The students were Annie Martz, 27; Ellie Davidson, 20; Cheri Cassidey, 55; Bailey Bromiley, 20; and Devyani Gupta, 23.
The idea for this roundtable discussion was spurred by a guest column by Walla Walla Valley winemaker Ashley Trout that prompted discussion regarding women in winemaking.
GNWW: Tell us how you got started in wine?
Martz: I worked in restaurants and bartending for years (after growing up in Everett, Wash.), and then I decided to make the transition to wine production. I was working in a nice wine bar and I found the differences between the various wines fascinating. Then, I took a trip to Europe and tried tons of different wines all over. When I came back, I found a winery in Woodinville and worked there for two years until I realized that I could afford a community college education, and found this program.
Davidson: My whole family has been into wine, so I’ve grown up around it since I was a little kid (on Bainbridge Island, Wash.) I think wine is just really beautiful, the vines, the grapes, the leaves are all just outstandingly beautiful, and I would love to know everything I can about it all. I’m currently 20 years old, so I’m just a little baby, but that’s OK because I can get a lot of experience in before I’m ready to reach out to big wineries and put my name in.

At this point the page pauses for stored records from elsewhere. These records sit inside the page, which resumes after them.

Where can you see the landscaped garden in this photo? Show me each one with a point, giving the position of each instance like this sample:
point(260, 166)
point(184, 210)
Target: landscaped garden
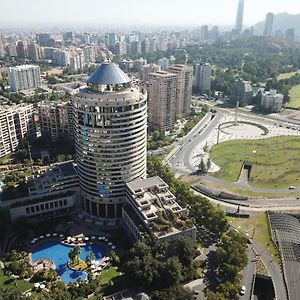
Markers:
point(275, 161)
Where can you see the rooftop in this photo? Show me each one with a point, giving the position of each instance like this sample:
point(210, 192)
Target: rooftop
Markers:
point(108, 73)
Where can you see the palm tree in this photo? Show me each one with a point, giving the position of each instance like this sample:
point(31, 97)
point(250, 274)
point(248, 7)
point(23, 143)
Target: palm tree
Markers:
point(77, 251)
point(72, 254)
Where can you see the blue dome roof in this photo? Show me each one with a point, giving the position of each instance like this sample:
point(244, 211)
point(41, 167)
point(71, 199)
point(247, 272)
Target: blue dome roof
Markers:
point(108, 73)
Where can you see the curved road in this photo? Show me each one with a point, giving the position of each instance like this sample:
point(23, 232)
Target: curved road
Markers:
point(179, 160)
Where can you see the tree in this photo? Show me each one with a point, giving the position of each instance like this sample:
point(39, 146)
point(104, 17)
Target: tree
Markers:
point(89, 258)
point(208, 164)
point(202, 166)
point(77, 251)
point(72, 255)
point(175, 292)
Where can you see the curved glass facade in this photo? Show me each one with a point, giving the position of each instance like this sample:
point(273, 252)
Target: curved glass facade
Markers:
point(111, 139)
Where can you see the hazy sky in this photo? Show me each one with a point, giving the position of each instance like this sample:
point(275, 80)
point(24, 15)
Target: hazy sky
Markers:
point(132, 12)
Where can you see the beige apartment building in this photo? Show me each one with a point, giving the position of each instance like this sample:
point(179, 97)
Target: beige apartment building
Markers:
point(16, 127)
point(184, 87)
point(56, 120)
point(162, 100)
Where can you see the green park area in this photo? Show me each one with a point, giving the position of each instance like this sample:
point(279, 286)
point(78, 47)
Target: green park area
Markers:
point(287, 75)
point(294, 97)
point(275, 161)
point(256, 227)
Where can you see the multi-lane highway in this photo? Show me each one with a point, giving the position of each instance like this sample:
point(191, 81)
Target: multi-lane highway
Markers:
point(179, 159)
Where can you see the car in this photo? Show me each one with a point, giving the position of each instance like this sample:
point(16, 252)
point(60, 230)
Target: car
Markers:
point(243, 290)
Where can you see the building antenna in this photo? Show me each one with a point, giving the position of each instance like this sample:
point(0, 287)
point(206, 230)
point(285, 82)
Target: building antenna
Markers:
point(30, 157)
point(236, 111)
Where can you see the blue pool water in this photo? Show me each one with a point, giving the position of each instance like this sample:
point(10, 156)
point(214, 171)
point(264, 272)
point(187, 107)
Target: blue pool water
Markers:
point(58, 252)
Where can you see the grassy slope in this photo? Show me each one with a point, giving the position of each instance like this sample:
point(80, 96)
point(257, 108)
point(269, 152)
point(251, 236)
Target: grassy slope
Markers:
point(295, 97)
point(261, 231)
point(276, 163)
point(287, 75)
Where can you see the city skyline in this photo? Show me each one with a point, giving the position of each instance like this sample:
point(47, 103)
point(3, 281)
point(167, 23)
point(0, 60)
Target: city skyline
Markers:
point(132, 12)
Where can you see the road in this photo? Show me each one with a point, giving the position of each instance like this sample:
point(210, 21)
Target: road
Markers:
point(274, 271)
point(180, 161)
point(247, 275)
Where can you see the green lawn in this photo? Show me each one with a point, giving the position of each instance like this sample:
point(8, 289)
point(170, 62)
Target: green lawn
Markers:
point(295, 97)
point(287, 75)
point(10, 282)
point(108, 274)
point(259, 225)
point(275, 161)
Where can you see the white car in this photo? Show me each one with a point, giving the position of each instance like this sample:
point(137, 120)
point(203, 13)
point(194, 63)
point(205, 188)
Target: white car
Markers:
point(243, 290)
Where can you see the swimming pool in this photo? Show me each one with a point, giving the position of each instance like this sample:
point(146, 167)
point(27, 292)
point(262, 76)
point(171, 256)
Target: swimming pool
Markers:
point(58, 252)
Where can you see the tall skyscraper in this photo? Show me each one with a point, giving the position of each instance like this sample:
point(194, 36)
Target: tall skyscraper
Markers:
point(290, 35)
point(162, 100)
point(202, 79)
point(239, 17)
point(269, 24)
point(110, 121)
point(2, 46)
point(24, 77)
point(184, 87)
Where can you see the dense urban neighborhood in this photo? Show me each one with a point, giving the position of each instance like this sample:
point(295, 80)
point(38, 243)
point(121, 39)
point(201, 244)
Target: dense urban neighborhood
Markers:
point(159, 162)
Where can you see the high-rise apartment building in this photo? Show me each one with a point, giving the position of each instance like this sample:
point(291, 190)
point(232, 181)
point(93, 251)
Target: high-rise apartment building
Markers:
point(271, 102)
point(239, 17)
point(147, 70)
point(2, 46)
point(162, 100)
point(56, 120)
point(24, 77)
point(290, 35)
point(21, 50)
point(241, 90)
point(89, 54)
point(183, 87)
point(61, 58)
point(33, 51)
point(110, 121)
point(45, 40)
point(268, 24)
point(163, 63)
point(16, 126)
point(202, 78)
point(204, 32)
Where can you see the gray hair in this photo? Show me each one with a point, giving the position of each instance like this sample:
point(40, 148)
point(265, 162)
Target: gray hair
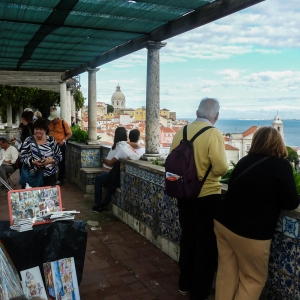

Cassidey: I grew up in the iconic Sonoma-Napa Valley and have been around the wine lifestyle my whole life. I’ve worked for some fabulous houses: Gundlach Bundschu, Chandon, Schramsberg, Alpha Omega and Buena Vista, and also in Carmel Valley — always in tasting rooms. For seven years, I also owned, with a partner, a tasting room in Olympia, Wash. I moved to Walla Walla when I was fortunate enough to get the last position in this year’s EV program.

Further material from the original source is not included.